Protecting Personal Business Information

The term “personal business” refers to the tasks or responsibilities a person or company handles on their own, for example, managing finances, handling household chores or maintaining appointments. It can also mean the creation and management of a business that is based on the skills or interests, as an individual or sole proprietor.

While privacy laws regarding data vary from countries to countries and states to state however, they all have the same definitions of what constitutes personal information. The CCPA and Connecticut’s law, for example, describe personal data as any information that is linked or reasonably capable of being linked to an identifiable person and is not restricted to de-identified data or publicly accessible information. The CCPA also includes a section for sensitive personal data that needs more protection than other types of data.

It is essential to determine where and how much data your company holds.
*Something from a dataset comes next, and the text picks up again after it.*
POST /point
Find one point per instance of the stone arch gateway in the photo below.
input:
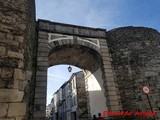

This can be done by conducting a thorough inventory on all documents, files, and storage devices. This should include all file cabinets, desktops laptops, mobile devices, laptops and flash drives, disks and digital copiers. Also, don’t forget check places where sensitive information might be stored outside your office, such as employees’ homes, their work-from-home computers and other devices.

Sensitive PII should be encrypted both in transit and at rest and should only be kept for the time necessary for business purposes. This includes biometric information medical information that is covered by the Health Insurance Portability and Accountability Act (HIPAA) Unique identification numbers such as passports or Social Security numbers and employee personnel records.